太平洋のど真ん中を泳ぎ続けている。どんなに泳ぎ続けてもそこは真っ青な海のど真ん中で、時々力を抜いてゆらゆらと漂っている。空は水色で、絶えず雲が変化し、僕を置き去りにしては消えてゆく。

小さい頃、雲の上を歩いて行ったらどこまでも知らない場所に行けると思っていた。だが実際には水蒸気の集まりで、するりと抜けてしまうと知った時、現実というものを知った。どうして世界は飛行機なるものを作ったのか、どうして船なるものを作ったのか、その時に分かった気がした。

鳥たちは大海原を知っている。それは私たちの想像を遥か超えるところに存在し、全ての生き物を凌駕する寛大さと不寛容さを持ち合わせている。世の道理に反したものは生き残れないばかりか、食物連鎖の制裁を直ちに受ける。海を渡る彼らは止まることを許されておらず、知らぬ間に体がそうしている。まるで目指す場所がそこにあるとわかっていてそれが行われている。

私は大海原に抱かれ、そして溺れている。

海の中に入ってしまえば二度と地上の空気を吸うことができない。怖いのだ。私は、その縁をずっと漂っているから、怖いのである。海の深さは底知れず、いつ力尽きてもおかしくない今、この海を漂えば漂うほど尋常の精神は確かなものか疑わしくなる。それでいて生きている実感を感じずにはいられない。陸を求めて進化した先にヒトがいるのだとすれば、今の私は何でもない存在、何にだってなり得るのである。今日も私は何者であったかを探しては終わりの見えない場所で遠くの水平線を目指して泳いでいるが、果たして正解はどうだろうか。
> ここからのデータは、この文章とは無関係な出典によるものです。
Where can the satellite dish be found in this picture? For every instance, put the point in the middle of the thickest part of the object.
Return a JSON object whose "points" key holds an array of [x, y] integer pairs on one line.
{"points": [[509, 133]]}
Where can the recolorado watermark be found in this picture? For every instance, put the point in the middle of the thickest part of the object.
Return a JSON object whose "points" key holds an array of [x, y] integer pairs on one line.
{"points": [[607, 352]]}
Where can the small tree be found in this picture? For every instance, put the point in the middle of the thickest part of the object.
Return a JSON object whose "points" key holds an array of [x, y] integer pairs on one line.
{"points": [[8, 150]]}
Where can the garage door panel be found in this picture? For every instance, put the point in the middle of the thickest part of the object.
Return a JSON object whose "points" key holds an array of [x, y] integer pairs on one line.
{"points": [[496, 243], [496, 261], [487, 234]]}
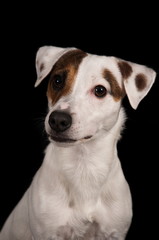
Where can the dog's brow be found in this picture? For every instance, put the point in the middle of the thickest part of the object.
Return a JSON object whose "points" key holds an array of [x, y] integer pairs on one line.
{"points": [[116, 91], [69, 62]]}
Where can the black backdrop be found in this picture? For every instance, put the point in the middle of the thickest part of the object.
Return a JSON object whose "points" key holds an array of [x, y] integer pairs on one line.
{"points": [[23, 107]]}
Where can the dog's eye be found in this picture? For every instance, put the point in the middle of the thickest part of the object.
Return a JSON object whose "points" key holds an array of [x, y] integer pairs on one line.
{"points": [[58, 81], [100, 91]]}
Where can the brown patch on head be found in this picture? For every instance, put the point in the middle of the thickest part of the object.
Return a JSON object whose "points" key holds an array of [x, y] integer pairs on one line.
{"points": [[125, 69], [94, 232], [65, 69], [41, 67], [116, 91], [140, 81]]}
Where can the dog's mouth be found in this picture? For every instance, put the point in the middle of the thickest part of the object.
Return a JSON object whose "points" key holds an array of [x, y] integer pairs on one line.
{"points": [[67, 140]]}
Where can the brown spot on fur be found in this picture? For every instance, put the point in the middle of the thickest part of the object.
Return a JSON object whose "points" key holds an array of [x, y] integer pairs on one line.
{"points": [[64, 232], [125, 69], [140, 81], [67, 64], [71, 203], [116, 91], [41, 67], [93, 232]]}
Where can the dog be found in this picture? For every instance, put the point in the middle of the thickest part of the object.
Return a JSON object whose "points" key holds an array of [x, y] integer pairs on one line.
{"points": [[80, 192]]}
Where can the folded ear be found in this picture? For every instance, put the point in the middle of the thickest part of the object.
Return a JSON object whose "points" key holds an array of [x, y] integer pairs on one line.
{"points": [[46, 57], [137, 79]]}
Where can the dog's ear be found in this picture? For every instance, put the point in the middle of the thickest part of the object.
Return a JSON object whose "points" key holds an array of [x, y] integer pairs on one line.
{"points": [[137, 79], [46, 57]]}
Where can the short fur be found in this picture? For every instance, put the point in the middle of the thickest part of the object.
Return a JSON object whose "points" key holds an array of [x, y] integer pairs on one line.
{"points": [[80, 191]]}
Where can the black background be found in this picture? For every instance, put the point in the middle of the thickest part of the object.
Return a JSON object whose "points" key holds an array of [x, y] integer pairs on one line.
{"points": [[23, 107]]}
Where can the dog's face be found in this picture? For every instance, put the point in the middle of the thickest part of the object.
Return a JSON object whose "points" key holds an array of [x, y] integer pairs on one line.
{"points": [[85, 91]]}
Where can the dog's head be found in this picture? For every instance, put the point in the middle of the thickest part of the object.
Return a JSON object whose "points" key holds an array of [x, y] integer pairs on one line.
{"points": [[85, 91]]}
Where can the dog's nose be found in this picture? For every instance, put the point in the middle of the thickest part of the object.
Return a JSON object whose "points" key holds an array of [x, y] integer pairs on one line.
{"points": [[60, 121]]}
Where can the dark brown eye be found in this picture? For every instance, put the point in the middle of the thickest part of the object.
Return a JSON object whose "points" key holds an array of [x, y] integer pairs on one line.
{"points": [[100, 91], [58, 81]]}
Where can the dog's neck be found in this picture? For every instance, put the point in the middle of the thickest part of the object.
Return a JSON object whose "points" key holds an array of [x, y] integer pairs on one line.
{"points": [[84, 166]]}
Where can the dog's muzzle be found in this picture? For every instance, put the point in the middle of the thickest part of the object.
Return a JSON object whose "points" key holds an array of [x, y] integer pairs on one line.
{"points": [[59, 122]]}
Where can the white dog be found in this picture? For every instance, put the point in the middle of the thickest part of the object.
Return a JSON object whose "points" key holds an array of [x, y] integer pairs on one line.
{"points": [[80, 191]]}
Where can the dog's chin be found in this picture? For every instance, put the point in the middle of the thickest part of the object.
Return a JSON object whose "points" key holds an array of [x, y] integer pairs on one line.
{"points": [[63, 141]]}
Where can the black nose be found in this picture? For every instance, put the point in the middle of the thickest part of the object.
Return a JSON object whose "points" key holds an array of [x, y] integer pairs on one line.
{"points": [[60, 121]]}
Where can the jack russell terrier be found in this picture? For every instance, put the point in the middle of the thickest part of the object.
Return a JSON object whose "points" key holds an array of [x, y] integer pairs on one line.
{"points": [[80, 192]]}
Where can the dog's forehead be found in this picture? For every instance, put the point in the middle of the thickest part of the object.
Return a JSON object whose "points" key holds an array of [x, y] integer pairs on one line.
{"points": [[85, 69], [95, 65]]}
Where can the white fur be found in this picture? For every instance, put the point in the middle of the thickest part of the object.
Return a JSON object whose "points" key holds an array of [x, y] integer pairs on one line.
{"points": [[83, 182]]}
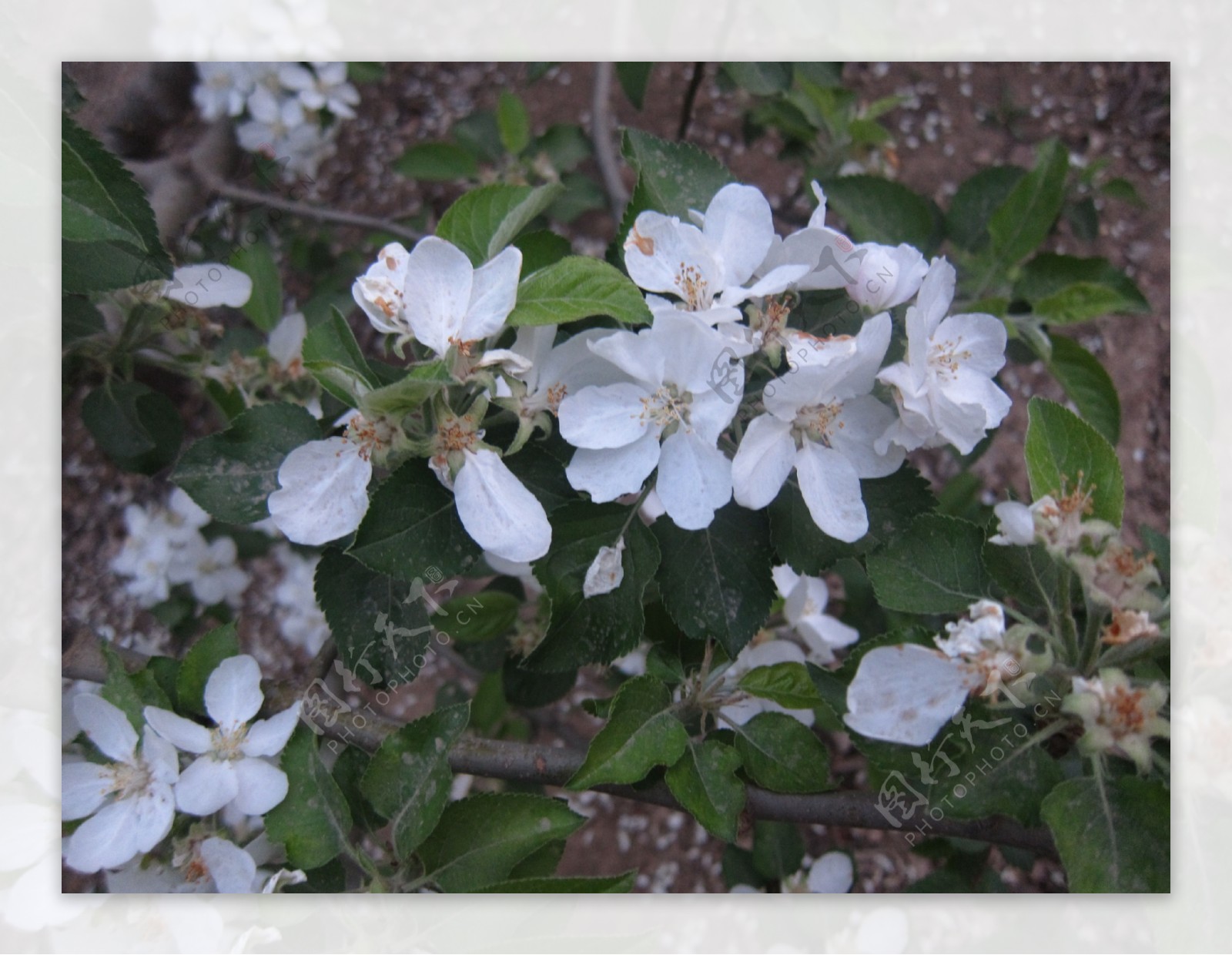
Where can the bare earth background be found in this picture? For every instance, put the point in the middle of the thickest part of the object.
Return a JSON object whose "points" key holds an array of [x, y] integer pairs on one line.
{"points": [[956, 120]]}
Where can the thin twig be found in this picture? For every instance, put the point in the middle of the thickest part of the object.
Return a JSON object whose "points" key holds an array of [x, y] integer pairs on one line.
{"points": [[690, 98], [303, 209], [601, 136], [554, 767]]}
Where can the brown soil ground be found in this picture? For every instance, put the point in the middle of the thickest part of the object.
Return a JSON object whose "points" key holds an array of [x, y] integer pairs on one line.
{"points": [[956, 119]]}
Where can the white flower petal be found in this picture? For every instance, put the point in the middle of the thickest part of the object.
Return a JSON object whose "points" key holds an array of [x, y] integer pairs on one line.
{"points": [[905, 694], [437, 293], [206, 786], [83, 789], [695, 480], [233, 692], [262, 786], [207, 286], [833, 873], [268, 737], [607, 474], [182, 733], [497, 509], [106, 726], [831, 488], [106, 839], [611, 416], [763, 461], [323, 492], [232, 869], [493, 295]]}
これが夢の中だったらどんなに良かっただろうと、仰向けで漂う私は生まれては消えてゆく大きな雲を見つめて静かに涙する。一滴、二滴と頬の横を伝い、その涙は海の色を変える。変わったのは海ではなく、本当は私なのであるが。

その滴は魚たちがプランクトンと共に体に吸い込んでしまい次々と他の魚たちに知らされ、何者でもないもの涙を神秘的に感じる。あれはどこかの世界では涙というらしいと。

鳥たちは涙を知った魚たちを餌にして食べてはまた涙の神秘に寄り添う。これは涙というらしいと、でももどこから生まれたものかなんて知りやしなかった。それでも鳥たちはどこかを目指して海を越えてゆくのである。

私は泳いでは漂い、涙を流し、無慈悲を知る。どんなに頬を伝い知らせても孤独はそこを離れようとはしない。この大海原は赦しはしてくれないのだった。しかしながら、今日も青い空は私を大地のように抱き上げ、雲のパレードで歓迎してくれる。だが、まだ私はどこにも受け入れてもらえていない、何者でもないものとして太平洋を漂っている。

私は夢に溺れている。

夢がどのようなものでどのように崩れていくか知らないまま。それでも夢の中では生きながらえている。

果てしない大海原に抱かれながら。